I'm not a great packer. Never have been. I try to subscribe to the rule that you shouldn't pack more than you can sprint with. That if you can't start running with your bags at a moment's notice, you've packed too much.
I took this rule to heart after traveling with Allison, one of my roommates in London. On a trip to Germany, she had obviously packed too much. Cd's IN their cases (who does that?!) snacks, clothes, books, basically everything she owned for a 4-day vacay. So much stuff in fact, that she needed about 9 plastic bags to hold the overflow. Seriously. So cut to the end of our trip. The plastic bags were nearly doubled thanks to all the crap she bought and she stared at everything in the hotel lobby wondering how she might make it to the train. We told her to throw most of it away but she refused, so we offered her a head start and she left 20 minutes before us. I know what you're thinking, that it was mean of us not to help. Whatever. 4 of the bags she refused to throw away were groceries from London. I wasn't about to carry 25 lbs of crisps and her entire music library to a train, I just wasn't. After a leisurely breakfast, Jackie, Robin and I happily threw our backpacks on our shoulders and walked to the train station.
About a mile down the road we saw Allison dragging her luggage, holding 3 large bags and (I need to tell you, this is one hundred percent true) kicking all the rest of her things down the street. All of the plastic bags had ripped, and yet, she still didn't get the hint that perhaps it was too much.
I mention this story only because I've felt a bit like Allison in the past few days. I'm packing up to head back to New York and it's forcing me to evaluate what I really need. It's hard to send the contents of your life across the country. The airline says 2 bags but your life says, what, are you kidding me? I don't want to keep taking junk with me coast to coast but it's hard to part with old t-shirts and pants I have no intention of ever wearing again. Every item of clothing is subjected to the test.
Q: When was the last time you wore this sweater?
Q: Why are you keeping these pants?
A: Well, I might make them into shorts.
Q: Then why are you keeping all these shorts?
A: Well, I might make those into a blanket.
I kept all of my MUNI passes for 3 years thinking that I was going to do something artistic with them but I never came up with anything. Of course, now that they're gone I think they would have made a sweet pair of shorts. I've saved all the letters I've received (yay pen pals!) while I was out here but those are heavy and have forced me to throw out classic old shirts. People, we have too much crap. Or, I have too much crap. I've had Erykah Badu's "Bag Lady" on repeat while packing to remind me of Allison and force me to cut ties with my favorite useless things.

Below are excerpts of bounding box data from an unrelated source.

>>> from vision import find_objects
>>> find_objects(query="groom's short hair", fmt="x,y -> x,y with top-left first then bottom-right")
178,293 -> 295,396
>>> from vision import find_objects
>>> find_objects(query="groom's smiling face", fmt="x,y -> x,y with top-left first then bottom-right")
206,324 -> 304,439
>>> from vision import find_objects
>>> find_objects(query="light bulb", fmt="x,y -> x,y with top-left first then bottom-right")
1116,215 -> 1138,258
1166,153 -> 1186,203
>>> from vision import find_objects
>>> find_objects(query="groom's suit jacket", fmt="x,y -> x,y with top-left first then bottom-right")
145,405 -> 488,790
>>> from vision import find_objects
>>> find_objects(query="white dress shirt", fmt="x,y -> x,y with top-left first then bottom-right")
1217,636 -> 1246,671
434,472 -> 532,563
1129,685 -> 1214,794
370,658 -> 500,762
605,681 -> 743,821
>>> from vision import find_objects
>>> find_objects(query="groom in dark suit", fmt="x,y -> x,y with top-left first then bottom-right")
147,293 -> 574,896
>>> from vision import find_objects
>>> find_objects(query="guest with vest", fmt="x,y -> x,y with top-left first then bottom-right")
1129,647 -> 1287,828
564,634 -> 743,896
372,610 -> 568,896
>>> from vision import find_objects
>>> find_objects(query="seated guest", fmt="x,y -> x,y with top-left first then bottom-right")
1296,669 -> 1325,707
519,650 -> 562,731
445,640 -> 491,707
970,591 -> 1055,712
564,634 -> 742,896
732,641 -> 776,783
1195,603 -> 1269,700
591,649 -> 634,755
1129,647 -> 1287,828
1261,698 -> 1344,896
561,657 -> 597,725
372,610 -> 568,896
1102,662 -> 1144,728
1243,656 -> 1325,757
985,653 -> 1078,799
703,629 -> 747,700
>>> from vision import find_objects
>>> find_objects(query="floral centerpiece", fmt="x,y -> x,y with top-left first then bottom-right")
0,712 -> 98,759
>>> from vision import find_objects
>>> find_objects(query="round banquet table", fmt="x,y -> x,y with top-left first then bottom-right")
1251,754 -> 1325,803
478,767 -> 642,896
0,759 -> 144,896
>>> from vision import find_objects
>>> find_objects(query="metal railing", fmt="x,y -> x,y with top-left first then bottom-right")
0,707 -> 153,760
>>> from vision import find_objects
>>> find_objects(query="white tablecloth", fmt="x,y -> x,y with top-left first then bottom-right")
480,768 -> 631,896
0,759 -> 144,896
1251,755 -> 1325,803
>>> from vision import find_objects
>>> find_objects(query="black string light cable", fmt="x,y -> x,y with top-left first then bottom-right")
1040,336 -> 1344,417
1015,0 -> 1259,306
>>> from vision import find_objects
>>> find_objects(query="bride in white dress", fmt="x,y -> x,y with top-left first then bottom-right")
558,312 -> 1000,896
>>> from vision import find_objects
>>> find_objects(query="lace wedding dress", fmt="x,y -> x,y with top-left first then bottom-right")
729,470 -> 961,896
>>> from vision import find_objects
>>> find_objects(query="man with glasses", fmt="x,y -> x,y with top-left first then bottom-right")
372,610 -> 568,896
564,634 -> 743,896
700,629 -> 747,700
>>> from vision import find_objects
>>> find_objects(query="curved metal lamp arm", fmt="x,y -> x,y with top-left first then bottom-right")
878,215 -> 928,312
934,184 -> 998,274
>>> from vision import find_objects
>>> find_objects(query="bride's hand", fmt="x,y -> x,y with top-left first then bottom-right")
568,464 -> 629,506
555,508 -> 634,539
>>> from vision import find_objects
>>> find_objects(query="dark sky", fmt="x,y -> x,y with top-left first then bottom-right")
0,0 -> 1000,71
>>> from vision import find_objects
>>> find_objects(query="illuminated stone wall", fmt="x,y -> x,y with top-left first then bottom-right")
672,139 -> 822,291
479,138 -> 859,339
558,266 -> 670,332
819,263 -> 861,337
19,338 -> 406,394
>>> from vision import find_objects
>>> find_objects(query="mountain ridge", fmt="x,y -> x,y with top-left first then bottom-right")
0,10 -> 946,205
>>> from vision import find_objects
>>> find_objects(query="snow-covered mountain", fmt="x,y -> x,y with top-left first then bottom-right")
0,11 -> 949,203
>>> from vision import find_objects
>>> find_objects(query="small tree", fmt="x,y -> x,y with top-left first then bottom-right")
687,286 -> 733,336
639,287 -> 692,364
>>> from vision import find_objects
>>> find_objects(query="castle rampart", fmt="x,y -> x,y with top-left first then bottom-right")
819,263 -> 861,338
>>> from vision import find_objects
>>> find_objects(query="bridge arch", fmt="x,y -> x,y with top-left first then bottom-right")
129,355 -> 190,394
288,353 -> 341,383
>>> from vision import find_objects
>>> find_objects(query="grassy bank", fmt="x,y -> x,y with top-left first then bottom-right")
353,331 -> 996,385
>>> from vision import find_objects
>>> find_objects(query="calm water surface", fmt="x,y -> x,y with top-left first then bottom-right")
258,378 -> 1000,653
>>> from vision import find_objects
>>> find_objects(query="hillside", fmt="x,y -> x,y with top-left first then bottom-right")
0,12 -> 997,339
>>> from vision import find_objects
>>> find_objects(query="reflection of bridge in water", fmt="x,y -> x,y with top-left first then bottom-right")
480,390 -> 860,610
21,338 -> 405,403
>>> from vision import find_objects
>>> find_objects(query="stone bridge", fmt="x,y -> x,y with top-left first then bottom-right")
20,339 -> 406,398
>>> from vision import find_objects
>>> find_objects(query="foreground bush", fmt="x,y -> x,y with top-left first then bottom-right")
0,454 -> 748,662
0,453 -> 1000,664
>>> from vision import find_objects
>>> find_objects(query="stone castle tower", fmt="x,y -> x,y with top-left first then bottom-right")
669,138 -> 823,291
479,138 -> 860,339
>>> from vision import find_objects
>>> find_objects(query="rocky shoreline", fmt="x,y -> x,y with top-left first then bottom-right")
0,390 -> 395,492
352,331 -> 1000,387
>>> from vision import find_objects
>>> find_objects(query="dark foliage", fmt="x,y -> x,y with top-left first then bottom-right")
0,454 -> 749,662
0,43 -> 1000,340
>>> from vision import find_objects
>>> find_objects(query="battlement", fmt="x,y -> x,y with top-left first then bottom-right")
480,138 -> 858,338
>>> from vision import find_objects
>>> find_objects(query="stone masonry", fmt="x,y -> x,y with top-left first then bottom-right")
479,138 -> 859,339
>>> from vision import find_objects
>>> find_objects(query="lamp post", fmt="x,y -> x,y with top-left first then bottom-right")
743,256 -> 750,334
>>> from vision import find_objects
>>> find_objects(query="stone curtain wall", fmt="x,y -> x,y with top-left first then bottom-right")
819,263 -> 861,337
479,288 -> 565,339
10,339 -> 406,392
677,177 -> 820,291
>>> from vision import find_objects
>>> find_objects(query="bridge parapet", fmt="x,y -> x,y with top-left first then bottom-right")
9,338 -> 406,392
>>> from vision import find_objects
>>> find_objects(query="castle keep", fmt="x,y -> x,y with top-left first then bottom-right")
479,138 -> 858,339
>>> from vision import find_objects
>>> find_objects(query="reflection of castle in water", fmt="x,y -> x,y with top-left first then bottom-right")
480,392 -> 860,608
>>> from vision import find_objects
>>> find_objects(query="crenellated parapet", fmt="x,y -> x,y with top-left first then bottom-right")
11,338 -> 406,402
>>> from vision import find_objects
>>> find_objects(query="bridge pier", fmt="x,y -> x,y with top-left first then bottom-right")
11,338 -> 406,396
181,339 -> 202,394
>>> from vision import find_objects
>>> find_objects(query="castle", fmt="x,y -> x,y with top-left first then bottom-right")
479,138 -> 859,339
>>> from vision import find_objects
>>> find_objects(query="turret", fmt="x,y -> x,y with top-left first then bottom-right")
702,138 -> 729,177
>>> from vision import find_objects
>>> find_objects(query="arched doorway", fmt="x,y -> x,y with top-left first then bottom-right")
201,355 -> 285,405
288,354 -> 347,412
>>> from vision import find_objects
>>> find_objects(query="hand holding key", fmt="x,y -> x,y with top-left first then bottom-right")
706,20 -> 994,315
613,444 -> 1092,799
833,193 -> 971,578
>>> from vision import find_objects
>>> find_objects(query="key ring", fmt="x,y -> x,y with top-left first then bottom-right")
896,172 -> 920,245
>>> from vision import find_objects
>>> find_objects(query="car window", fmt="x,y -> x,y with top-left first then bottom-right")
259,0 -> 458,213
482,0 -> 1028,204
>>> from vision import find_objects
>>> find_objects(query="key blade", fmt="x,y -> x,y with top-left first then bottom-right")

Truly, I want to throw everything away. The packing is driving me nuts. Speaking of which, can we discuss the Styrofoam peanut for a minute? The Styrofoam peanut is bubble wrap's evil twin. Bubble wrap is sleek, and fun, and practical. Everyone loves bubble wrap. No one likes the nut. The Styrofoam peanut is impossible to arrange once in a box--think trying to shovel a hole in the sand right where the waves hit. Just when you think you have a little space in the box, all the peanuts fall over filling it up. I was actually screaming at a box this morning. I'm not proud of it. Wars should not involve bombs or guns. Planes should simply drop tons of Styrofoam peanuts over cities forcing the bad guys to dig out of it.
So I've been looking at everything I own and thinking about it in terms of shipping costs. Yes, I love that jacket, but it's going to put this bag over the 50 lb mark. Leave the gun, take the cannoli. Or rather, toss the wool, pack the chiffon.
Ha. The idea of me owning chiffon anything made me laugh.